Though Jeanette enjoyed a challenge, and given that Jerome had taken to pilfering glasses from the Coventry, he would provide her at least that. Trevor stopped in the foyer to put the potted fern outside on the steps, where the poor thing would at least have some sunlight and regular rainfall.

Then too, sitting in the out of doors rather than sitting in Jerome’s foyer, the struggling plant was less likely to be misused as a chamber pot.

Trevor was halfway home when he realized that in nearly thirty minutes of conversation, Jerome had never answered the question regarding whether the incident in the alley could have been meant for him.

Given the state of his finances, the answer was all but obvious.

“Of course we’re being followed,” Goddard said. “The streets are unsafe, and many would still put period to my existence, as miserable as it is. I am considered a traitor by half the officers in my former regiment. Just when I think they’ve found somebody else to gossip about, their aspersion circles back to me again.”

Even Sycamore, in the rarefied atmosphere of the club, had heard the occasional insulting snippet regarding Orion Goddard, but then, half-pay officers and former military were prodigiously accomplished grumblers.

“What harm can talk do you?”

Goddard slanted him a look. “Your beautiful club could be closed overnight if the right word were whispered in the ear of the right magistrate.”

A nightmare possibility Sycamore managed to ignore most of the time. “You are not running a questionable enterprise, that your fortunes can be destroyed by tattlers.” Sycamore hoped that was true, but many merchants relied on the coastal trade to import their goods from the Continent, thus putting money directly into the hands of smugglers and their families rather than tithing to the exciseman.

“My business is entirely legal,” Goddard replied, “but I earn my coin by selling my family’s champagne here in London.
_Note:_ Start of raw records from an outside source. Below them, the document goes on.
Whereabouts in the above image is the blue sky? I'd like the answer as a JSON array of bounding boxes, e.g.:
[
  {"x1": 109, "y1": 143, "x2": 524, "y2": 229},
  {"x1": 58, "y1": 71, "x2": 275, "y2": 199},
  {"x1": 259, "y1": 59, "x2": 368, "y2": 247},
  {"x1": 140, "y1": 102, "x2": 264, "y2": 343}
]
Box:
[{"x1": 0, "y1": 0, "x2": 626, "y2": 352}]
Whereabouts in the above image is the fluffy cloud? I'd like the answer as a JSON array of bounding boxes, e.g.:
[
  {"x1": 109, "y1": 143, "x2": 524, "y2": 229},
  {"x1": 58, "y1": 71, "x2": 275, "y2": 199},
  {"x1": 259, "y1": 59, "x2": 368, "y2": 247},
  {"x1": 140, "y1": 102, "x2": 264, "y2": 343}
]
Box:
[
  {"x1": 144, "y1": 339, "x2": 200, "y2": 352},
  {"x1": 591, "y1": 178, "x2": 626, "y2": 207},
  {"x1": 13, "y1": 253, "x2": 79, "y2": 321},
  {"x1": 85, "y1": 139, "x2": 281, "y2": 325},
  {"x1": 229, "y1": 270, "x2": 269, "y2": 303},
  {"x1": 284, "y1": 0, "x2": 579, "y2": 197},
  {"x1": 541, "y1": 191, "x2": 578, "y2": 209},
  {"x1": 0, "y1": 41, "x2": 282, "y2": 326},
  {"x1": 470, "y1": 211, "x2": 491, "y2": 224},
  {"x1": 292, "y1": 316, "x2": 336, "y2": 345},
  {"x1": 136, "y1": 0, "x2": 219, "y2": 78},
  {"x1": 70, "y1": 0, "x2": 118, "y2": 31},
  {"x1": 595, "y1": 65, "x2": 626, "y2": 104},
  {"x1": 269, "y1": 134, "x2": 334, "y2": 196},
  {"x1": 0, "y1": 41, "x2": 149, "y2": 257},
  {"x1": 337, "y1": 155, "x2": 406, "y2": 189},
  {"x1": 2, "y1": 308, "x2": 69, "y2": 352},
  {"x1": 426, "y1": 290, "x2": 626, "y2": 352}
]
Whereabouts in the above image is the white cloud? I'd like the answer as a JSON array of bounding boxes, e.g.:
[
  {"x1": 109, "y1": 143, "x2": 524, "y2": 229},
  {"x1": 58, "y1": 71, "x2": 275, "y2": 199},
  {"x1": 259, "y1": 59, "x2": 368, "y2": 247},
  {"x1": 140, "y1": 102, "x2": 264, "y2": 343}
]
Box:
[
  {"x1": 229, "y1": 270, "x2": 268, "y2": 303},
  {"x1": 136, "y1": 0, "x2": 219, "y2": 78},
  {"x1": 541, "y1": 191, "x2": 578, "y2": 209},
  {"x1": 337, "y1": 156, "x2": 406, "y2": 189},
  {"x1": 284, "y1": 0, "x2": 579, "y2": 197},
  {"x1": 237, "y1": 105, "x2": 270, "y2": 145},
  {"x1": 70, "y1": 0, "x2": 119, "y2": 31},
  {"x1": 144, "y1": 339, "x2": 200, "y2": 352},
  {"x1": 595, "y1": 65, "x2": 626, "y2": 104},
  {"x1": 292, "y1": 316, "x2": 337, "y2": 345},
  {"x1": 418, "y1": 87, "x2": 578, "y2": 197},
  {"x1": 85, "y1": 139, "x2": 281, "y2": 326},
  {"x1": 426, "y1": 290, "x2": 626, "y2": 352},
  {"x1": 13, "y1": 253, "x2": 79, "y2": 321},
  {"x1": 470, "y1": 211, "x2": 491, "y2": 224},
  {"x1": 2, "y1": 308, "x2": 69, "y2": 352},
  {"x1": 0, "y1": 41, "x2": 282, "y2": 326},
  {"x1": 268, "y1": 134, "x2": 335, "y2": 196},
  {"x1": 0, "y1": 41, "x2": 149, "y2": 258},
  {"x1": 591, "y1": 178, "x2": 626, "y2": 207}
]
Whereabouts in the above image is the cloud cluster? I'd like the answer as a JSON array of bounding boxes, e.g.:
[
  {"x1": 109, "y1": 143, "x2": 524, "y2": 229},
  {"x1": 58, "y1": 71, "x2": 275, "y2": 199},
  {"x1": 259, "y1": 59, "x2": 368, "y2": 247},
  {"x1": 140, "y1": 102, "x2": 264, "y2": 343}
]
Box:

This, among other failings, apparently makes my loyalties suspect.”

Sycamore surveyed the shady alley behind them. The boy who’d been shuffling along in their wake was nowhere to be seen.

“A half-grown boy in unmatched boots isn’t a likely assassin, Goddard, and ending your life while I stroll along at your side on a Sunday afternoon hardly demonstrates the sort of discretion such a task calls for.”

Goddard gave two short, shrill whistles. “A half-grown boy can be a more effective assassin for being unexpected. Theodoric has turned over a new leaf, though. He is a purveyor of safety rather than mayhem these days, or so he claims.”

A rustling in the branches above was Sycamore’s warning to step back. An instant later, the boy dropped to the ground before him, as silently as a cat.

“Everything all right, guv?” the lad asked, eyeing Sycamore as a stern nanny regards a habitually naughty charge who has yet to begin the day’s round of offenses.

The lad was not quite the genuine article. His boots were unmatched, true, but they fit, they were neatly laced, and they were sturdy enough. His clothing was wrinkled past all hope, though clean. His hands were also clean—a sure sign of some security in life, for soap and water to wash with were in short supply on the street. Then too, the lad was skinny but not gaunt.

Somebody fed him regularly, and that somebody was apparently Colonel Sir Orion Goddard.